05/07/2005 Johnnyboy

I showed yesterday’s post to someone and they gave me the critic “How gloomy!”. I disagree, of course. But that was yesterday.

Today I had to bring my car to the garage in Kingston for its checkup, plus a few other things. My appointment was for 8am, so I woke up at 6:30. Unfortunately I tossed and turned until 2:30 last night, so right now I’m pretty bushed. I think I’ll go back to my bed and snooze through lunch. I also had to rent a car for the 2 days that mine will be in the shop and I had little choices at the rental place other than a GMC Envoy. It is huge compared to what I usually drive and I feel very uncomfortable driving the thing. It seems to hog the road, and on the little roads I drive on, there is no room for error on the shoulder. I found myself crossing the double yellow line many times on my way home this morning. It also guzzles gas. I’ll use it only when absolutely necessary, I think, and borrow another car from a friend when I’m not .

I worry about a great many things these days, and I know that I shouldn’t. I really have it made. I need to write a gratitude list to remind myself of all the gifts I have today.

1.A life of sobriety
2.Opportunities to grow
3.Safety, housing, and food
4.My loving family
5.Achievable and relevant goals

I also need to remember that although I have done some pretty bad things in the past, I am not a bad person. I have taken responsibility for and paid the price for those acts committed while under the influence of alcohol and drugs. My future, as well as just today, is perfectly clean and good. My ego-driven self pity tells me that I am not worthy of friendships or love, and that I will be alone forever. I am trying to understand that these are the thoughts that keep me isolated and lonely. I miss having a girlfriend and those intimate moments that are not all about sex. The quiet conversations, side by side, heads on pillows, before sleep. My past tells me that no one would want me.

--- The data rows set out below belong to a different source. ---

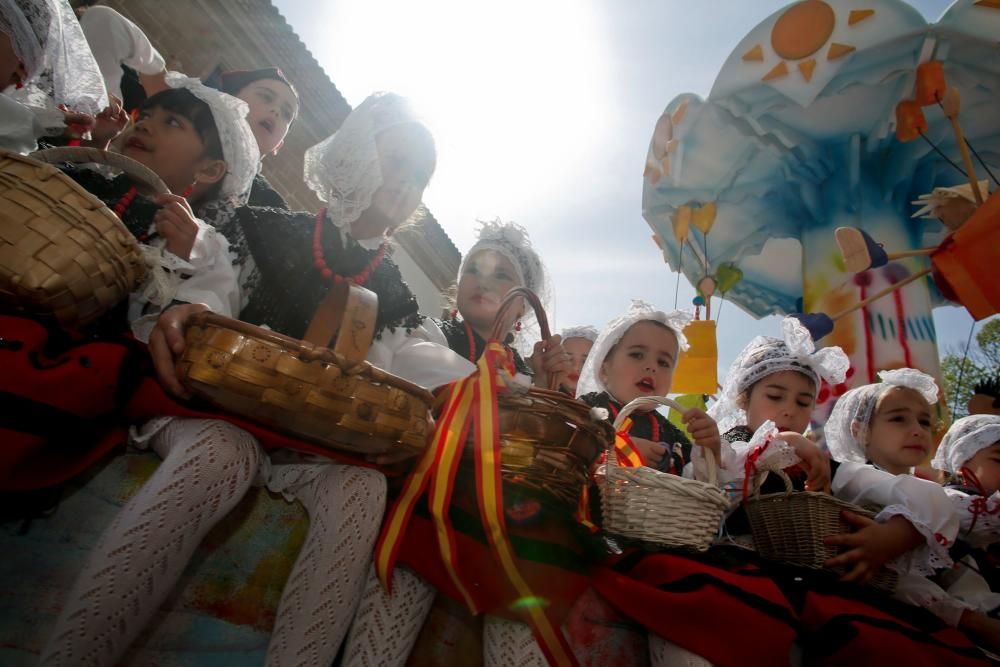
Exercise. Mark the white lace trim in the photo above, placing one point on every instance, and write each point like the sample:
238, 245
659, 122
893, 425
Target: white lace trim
925, 559
239, 147
48, 40
675, 320
964, 439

I am trying not to listen to those voices that say I am ugly, stupid, and bad.

These voices make me toss and turn at night while they point their bony fingers in my face.

Johnnyboy

Happy 4th of July…

04/07/2005 Johnnyboy

I wonder how many blogs are being started with that phrase this morning? Probably more than we can imagine. Well, so be it. I had so much in my head a few minutes ago, as I was making my coffee, and it all sounded so good, so witty, so pithy and relevant. Now most of it is gone. What is left is the knowledge that even though I have lived in the USA for all of my life, I was not born in the USA. I am very happy about that. I was born in Ireland, while my parents were traveling about Europe. That lucky dual-citizenship gives me 2 passports, one US and one the coveted Republic of Ireland. I am also an EU citizen and am allowed to vote in EU elections, if I so choose. To be honest, I know very little about Irish politics, and not so much about European politics as a whole. If there is one thing I have learned it is that politicians are the same everywhere. The Europeans know this very well. Pols are a class all to themselves. They are understood to be ‘do-nothing’ types who, if it weren’t for running for some kind of office, would be hanging around the pub spouting their rhetoric. There is a kind of sympathy and compassion held for the poor soul who never figured out how to be happy with his life and ends up trying to run the lives of others. Of course this doesn’t apply to beloved leaders and revolutionaries like Havel and Yushchenko who arrived to steal away the country from the corruption of the Old Guard and return it to the people.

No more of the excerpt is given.